文摘The in vivo highly tissue-dependent abscisic acid (ABA) specific-binding sites localized in cytosol were identified and characterized in the flesh of developing apple ( Malus pumila L. cv. Starkrimon) fruits. ABA binding activity was scarcely detectable in the microsomes and the cytosolic fraction isolated from the freshly harvested fruits via an in vitro ABA binding incubation of the subcellular fractions. If, however, instead that the subcellular fractions were in vitro incubated in H-3-ABA binding medium, the flesh tissue discs were directly in vivo incubated in H-3-ABA binding medium, a high ABA binding activity to the cytosolic fraction isolated from these tissue discs was detected. The in vivo ABA binding capacity of the cytosolic fraction was lost if the tissue discs had been pretreated with boiling water, indicating that the ABA binding needs a living state of tissue.

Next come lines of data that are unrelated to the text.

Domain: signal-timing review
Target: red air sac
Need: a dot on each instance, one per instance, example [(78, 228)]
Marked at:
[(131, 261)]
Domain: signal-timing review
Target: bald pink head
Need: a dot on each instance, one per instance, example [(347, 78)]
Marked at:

The in vivo tissue-dependent binding sites were shown to possess protein nature with both active serine residua and thiol-group of cysteine residua in their functional binding center. The ABA binding of the in vivo tissue-dependent ABA binding sites to the cytosolic fraction was shown to be saturable, reversible, and of high affinity. The scatchard plotting gave evidence of two different classes of ABA binding proteins, one with a higher affinity ( Kd = 2.9 nmol/L) and the other with lower affinity ( Kd = 71.4 nmol/L). Phaseic acid, 2-trans-4-trans-ABA or cis-trans-(-)-ABA had substantially no affinity to the binding proteins, indicating their stereo-specificity to bind physiologically active ABA. The time course, pH- and temperature-dependence of the in vivo tissue-dependent binding proteins were determined. It is hypothesized that the detected ABA-binding proteins may be putative ABA-receptors that mediate ABA signals during fruit development.